Investigate if saving closures to local variables provides performance benefits
C3pa opened this issue · 3 comments
Repeatedly creating a function closure in functions that are called often may lead to decreased performance. I have an example here.
while true do
local name
try(function () -- This function is constantly being recreated
local returnName = parseName('doc.return.name', typeUnit)
or parseDots('doc.return.name', typeUnit)
if not returnName then
return false
end
if checkToken('symbol', ':', 1) then
nextToken()
name = returnName
return true
end
if returnName[1] == '...' then
name = returnName
return false
end
return false
end)
local rtn = parseType(typeUnit)
if not rtn then
break
end
rtn.name = name
if checkToken('symbol', '?', 1) then
nextToken()
rtn.optional = true
end
typeUnit.returns[#typeUnit.returns+1] = rtn
if checkToken('symbol', ',', 1) then
nextToken()
else
break
end
end
Instead I propose the following:
local checkFunc = function()
--function body here
end
while true do
local name
try(checkFunc())
-- the rest of the loop here
end
The same approach can be applied to some other places with functions that constantly create new anonymous functions. These functions can be saved to a variable to avoid the VM from constantly creating (and compiling) new functions.

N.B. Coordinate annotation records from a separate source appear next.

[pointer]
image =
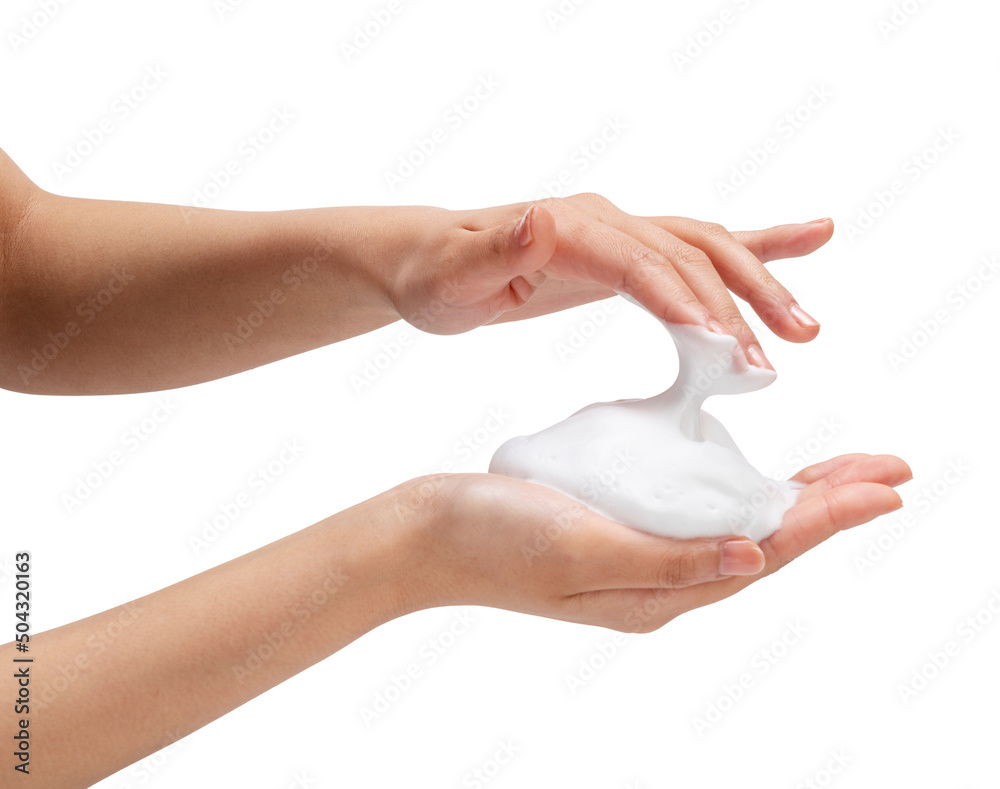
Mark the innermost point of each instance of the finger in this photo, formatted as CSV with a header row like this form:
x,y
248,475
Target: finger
x,y
618,558
813,520
611,257
745,275
805,526
699,272
819,470
786,241
883,469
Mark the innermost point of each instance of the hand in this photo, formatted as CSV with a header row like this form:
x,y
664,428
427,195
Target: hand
x,y
469,268
510,544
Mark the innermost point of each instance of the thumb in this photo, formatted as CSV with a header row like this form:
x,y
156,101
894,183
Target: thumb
x,y
519,246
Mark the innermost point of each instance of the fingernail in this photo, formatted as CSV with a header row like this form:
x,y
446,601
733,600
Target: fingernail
x,y
757,358
740,557
523,230
803,318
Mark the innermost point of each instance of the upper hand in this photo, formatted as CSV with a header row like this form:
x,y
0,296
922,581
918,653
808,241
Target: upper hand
x,y
469,268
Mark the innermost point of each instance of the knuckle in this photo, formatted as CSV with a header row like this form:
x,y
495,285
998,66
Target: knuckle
x,y
676,570
690,257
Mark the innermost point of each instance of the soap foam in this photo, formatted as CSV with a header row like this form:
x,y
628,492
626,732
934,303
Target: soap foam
x,y
662,465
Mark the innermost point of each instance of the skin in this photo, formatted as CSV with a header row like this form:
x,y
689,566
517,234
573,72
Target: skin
x,y
188,277
185,655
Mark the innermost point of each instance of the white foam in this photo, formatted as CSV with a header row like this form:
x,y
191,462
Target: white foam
x,y
662,465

Are there some scripts to test the performance of changes to the parser? Of course, some kind of benchmarks before and after the changes should be used to see if my proposal improves performance.
- Open project in VSCode
- Install Lua Debug
- Add your tests and modify these lines: https://github.com/sumneko/LuaParser/blob/70421dd86de6a2999a1bbceb91547301fcb38c11/test/perform/init.lua#L93-L99
- Run debug
单元测试
(UseCtrl+F5
instead ofF5
, avoid the slowdown of the debugger)
But I don't think these changes can bring significant improvements.
Unless you deliberately construct a scene to trigger the worst situation, I don't think you can see any difference at all.